The US agreed to revise its trade deal with South Korea and spare the country from US President Donald Trump’s steel tariff, as the allies sought to resolve disputes before planned meetings with North Korean leader Kim Jong-un….
The US agreed to revise its trade deal with South Korea and spare the country from US President Donald Trump’s steel tariff, as the allies sought to resolve disputes before planned meetings with North Korean leader Kim Jong-un.
The two countries reached an agreement “in principle” on the bilateral free trade agreement known as Korus, South Korea’s trade ministry said in a statement on Monday.
The announcement came after Treasury Secretary Steven Mnuchin said on Sunday that US Trade Representative Robert Lighthizer had reached a “very productive understanding.”
To avoid the steel tariff, South Korea would limit US shipments of the metal to about 2.7 million tonnes a year, the ministry said.
The country also agreed to double to 50,000 the number of US cars that could be imported without meeting local safety standards, although American manufacturers sell far fewer cars in the market.

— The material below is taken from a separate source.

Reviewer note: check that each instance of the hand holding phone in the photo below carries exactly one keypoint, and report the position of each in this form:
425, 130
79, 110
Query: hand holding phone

Lighthizer’s press office didn’t respond to requests for comment on the agreement. White House trade adviser Peter Navarro told CNBC on Monday that “it looks like we’re going to have a very, very good result” on Korus.
The deal would be Trump’s first since taking office promising to put “America First” last year and triggering a series of trade disputes with nations from Canada and China.
Trump criticised the United State’s six-year-old trade deal with South Korea as a “job killer,” and opened negotiations, even as he sought President Moon Jae-in’s help to pressure North Korea over Kim’s nuclear weapon’s programme.
The disagreement threatened to drive a wedge between the two allies as Moon prepared to meet Kim next month, an encounter that Trump needs to pave the way for his own proposed summit with the North Korean leader.